Switzerland’s energy mix is another factor, as it generates much of its electricity from renewable sources such as hydropower or nuclear energy rather than fossil fuels.
Swiss consumer prices were “extremely high” before this global bout of inflation, so the country was “starting from a different point” with less capacity for companies to raise them further, noted Nadia Gharbi, an economist at Pictet Wealth Management in Geneva.
In France, consumer price growth is a third lower than in Germany and half the rate in the Netherlands.
“Government policy is a major part of the explanation of why French inflation is lower,” said Holger Schmieding, chief economist at Berenberg in London, pointing to the cap on household electricity bills.
This effect was mirrored in Spain, where a cap on gas prices lowered the amount households paid for energy and water last month, helping overall inflation drop back from a 37-year high the previous month.
Measures to shield households from surging electricity and fuel costs led overall eurozone energy inflation to slow in April, but it remained elevated at 37.5 per cent, far above earlier levels in the eurozone’s 23-year history.
The pressure was even higher in the Netherlands, where consumer energy prices increased 83 per cent in the year to April, posing a challenge for a country that imports about half its energy from Russia.

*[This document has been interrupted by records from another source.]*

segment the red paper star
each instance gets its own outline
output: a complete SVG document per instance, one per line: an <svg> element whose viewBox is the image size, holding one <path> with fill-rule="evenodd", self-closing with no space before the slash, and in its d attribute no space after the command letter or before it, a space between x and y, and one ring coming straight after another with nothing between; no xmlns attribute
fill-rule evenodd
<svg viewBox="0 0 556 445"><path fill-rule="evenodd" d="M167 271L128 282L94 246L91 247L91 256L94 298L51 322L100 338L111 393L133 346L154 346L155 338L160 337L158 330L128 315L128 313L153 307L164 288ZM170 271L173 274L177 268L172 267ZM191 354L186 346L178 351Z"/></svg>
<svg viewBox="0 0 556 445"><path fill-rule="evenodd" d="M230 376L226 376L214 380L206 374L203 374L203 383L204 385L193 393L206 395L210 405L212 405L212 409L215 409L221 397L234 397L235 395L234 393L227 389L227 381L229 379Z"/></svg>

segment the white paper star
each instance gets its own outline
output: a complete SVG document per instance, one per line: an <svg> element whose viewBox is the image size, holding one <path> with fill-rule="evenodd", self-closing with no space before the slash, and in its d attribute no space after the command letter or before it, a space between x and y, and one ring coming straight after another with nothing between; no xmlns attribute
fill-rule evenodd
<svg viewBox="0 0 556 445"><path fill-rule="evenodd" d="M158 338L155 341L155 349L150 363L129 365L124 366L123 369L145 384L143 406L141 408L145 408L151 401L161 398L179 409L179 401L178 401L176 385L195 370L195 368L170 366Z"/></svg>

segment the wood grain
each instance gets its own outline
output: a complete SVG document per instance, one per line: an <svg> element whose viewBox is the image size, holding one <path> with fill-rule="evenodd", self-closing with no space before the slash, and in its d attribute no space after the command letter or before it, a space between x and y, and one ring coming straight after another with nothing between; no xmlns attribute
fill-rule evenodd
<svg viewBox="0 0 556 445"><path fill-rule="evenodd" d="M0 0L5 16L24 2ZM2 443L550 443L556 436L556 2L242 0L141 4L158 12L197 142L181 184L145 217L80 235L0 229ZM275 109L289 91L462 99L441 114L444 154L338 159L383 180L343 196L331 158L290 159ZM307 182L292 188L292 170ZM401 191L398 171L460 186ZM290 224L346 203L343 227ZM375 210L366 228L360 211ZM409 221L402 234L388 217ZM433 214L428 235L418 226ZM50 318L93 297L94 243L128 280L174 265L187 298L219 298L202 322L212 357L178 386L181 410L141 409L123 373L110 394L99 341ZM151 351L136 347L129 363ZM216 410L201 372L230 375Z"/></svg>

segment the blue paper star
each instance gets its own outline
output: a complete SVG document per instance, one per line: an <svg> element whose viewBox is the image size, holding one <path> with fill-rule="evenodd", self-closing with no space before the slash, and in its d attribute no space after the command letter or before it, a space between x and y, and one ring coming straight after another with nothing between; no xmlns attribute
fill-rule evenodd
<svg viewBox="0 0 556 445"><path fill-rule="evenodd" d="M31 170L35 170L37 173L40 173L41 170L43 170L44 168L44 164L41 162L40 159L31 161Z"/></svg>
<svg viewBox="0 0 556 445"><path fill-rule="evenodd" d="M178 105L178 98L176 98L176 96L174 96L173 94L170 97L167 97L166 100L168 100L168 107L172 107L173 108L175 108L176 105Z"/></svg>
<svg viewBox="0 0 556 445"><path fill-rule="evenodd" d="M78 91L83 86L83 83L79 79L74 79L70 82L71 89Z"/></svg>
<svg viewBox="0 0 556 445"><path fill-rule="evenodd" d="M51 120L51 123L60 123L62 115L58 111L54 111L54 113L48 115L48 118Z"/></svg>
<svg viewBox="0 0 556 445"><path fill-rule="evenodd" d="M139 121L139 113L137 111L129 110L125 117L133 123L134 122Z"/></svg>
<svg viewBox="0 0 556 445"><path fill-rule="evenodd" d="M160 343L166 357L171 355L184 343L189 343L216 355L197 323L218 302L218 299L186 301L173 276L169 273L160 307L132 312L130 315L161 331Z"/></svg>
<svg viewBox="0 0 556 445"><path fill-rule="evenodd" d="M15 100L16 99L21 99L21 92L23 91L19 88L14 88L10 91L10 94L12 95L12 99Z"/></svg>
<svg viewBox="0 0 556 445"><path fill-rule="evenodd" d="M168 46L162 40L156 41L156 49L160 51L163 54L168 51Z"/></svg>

Prime minister Mark Rutte said recently that the Dutch must accept being “a little poorer”.
In the UK, energy has been a smaller proportion of overall inflation. But the lifting of an energy price cap played a big role in sending price growth in the country to a 40-year high of 9 per cent in April.
Food prices in Britain are also rising sharply, up 6.7 per cent, prompting Bank of England governor Andrew Bailey to apologise this week for being “apocalyptic” when discussing the impact of Ukraine, a big producer of wheat, being unable to export.
Prices of food and non-alcoholic beverages rose even faster in the eurozone. Schmieding said this could continue to accelerate as “pipeline pressures on food producer prices have not fully hit the consumer yet”.
Food inflation hits households in poorer regions hardest as they spend a bigger share of their income on essentials. Spain, Portugal, Greece, Poland and the Baltic countries were among the nations exposed to double-digit increases in the year to April.
The EU is pushing to reduce its reliance on Russian energy, phasing in a ban on coal imports from the country and working on a similar move for oil.
Even though alternative sources of fossil fuels are likely to be more expensive, and a severing of Russian gas supplies could cause a full-blown energy crisis in Europe, most economists expect inflation to peak this summer and to fall steadily over the rest of the year.
“Providing we don’t have an escalation of the conflict in Ukraine and another surge in energy prices, I think we’ll soon see a peak and then a decline in inflation,” said Pictet’s Gharbi. “Each country’s own policy response and energy mix will be quite important in deciding how fast it falls.”